In the winter, it’s not too unusual to see a few deer within Castlegar city limits. In Cranbrook there has been a huge increase in the number of deer inhabiting the city limits, the number is now unmanageable. The deer are not only feeding on gardens but also getting aggressive. What would you do if your beloved family dog was attacked by a deer? The people of Cranbrook have been complaining to City Council and requesting that something gets done.
An Urban Deer Management Advisory Committee was created to gather information from the public and experts and to provide council with some potential solutions. In the end, the majority of the public were in favour of thinning the urban herd. This option along with a few others was brought to the provincial government because wildlife issues are not a civic matter but a provincial one. In the end, the city of Cranbrook will be the first in B.C. allowed to cull urban deer.
Currently the plan will allow for 25 deer to be culled annually until the problem is solved. The goal is to try to thin the herd to see if the aggression of the does in the spring and overzealous bucks in the fall subsides. Traps will be baited during the night and any deer caught will be destroyed humanely, as done in the slaughterhouse.

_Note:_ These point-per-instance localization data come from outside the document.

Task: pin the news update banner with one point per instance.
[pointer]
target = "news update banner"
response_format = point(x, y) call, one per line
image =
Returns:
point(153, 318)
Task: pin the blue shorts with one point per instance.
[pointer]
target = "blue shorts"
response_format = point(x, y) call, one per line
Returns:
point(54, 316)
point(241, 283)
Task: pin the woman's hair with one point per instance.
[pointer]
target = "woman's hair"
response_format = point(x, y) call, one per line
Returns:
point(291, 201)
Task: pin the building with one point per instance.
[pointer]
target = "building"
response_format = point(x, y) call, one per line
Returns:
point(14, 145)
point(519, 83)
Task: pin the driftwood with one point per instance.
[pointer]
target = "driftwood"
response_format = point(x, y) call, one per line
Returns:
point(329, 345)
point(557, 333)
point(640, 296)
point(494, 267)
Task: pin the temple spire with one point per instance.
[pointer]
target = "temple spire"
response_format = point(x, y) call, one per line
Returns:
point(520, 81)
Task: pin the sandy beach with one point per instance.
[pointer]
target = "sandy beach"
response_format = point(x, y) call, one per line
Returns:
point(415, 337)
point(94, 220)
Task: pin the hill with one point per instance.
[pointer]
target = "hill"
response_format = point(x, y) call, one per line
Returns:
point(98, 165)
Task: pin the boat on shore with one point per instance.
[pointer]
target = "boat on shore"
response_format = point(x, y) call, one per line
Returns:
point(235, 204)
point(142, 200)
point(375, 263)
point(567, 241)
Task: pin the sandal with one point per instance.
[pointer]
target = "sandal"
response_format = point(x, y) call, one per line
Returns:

The venison (deer meat) will then be donated to First Nation communities and local food banks. The problem in Cranbrook is not unique as Nanaimo and Victoria are currently also going through similar discussions in an effort to deal with too many deer within their city limits. Penticton and Kimberley have also received approval for a cull within city limits.
In general, problem urban wildlife is becoming increasingly common. For example, there are too many deer in these cities, too many bunnies on the University of Victoria campus, too many wolves killing caribou in Alberta, moose are found everywhere in Newfoundland…and the list goes on. Does this tell us something? Is the natural system out of balance?
Ecosystems are made up of animals, plants, and various other resources that interact to support and limit each other. Snowshoe hares at times explode in numbers, out of balance, but then the lynx numbers increase and bring the hares back into balance. Going in and out of balance is a pretty natural occurrence among wildlife.
The urban problem is different in that we are trying to fix a system that we don’t fully understand. So what has created this unbalanced state for deer in town? Our management of deer populations outside of town can be complicated. In town, deer are able to find a good food source (e.g. gardens) and a relatively safe place as predators prefer not to come into inhabited towns. Why would a deer ever want to leave?
The large number of urban deer may also be a reflection of large populations outside of town that are eventually moving into town.Culling will fix the problem in town, but does it really solve the problem? Culling is a short term fix for a few years but what happens when those deer outside of town come for a visit and never leave? If we want to work toward co-existing with what nature offers us, we have to understand our place in it.
If we cause a change in the ecosystem, we should expect that change to cause other changes. Solving the bigger problem will rely on us understanding how we interact with the ecosystem… after all, we are all a part of the ecosystem.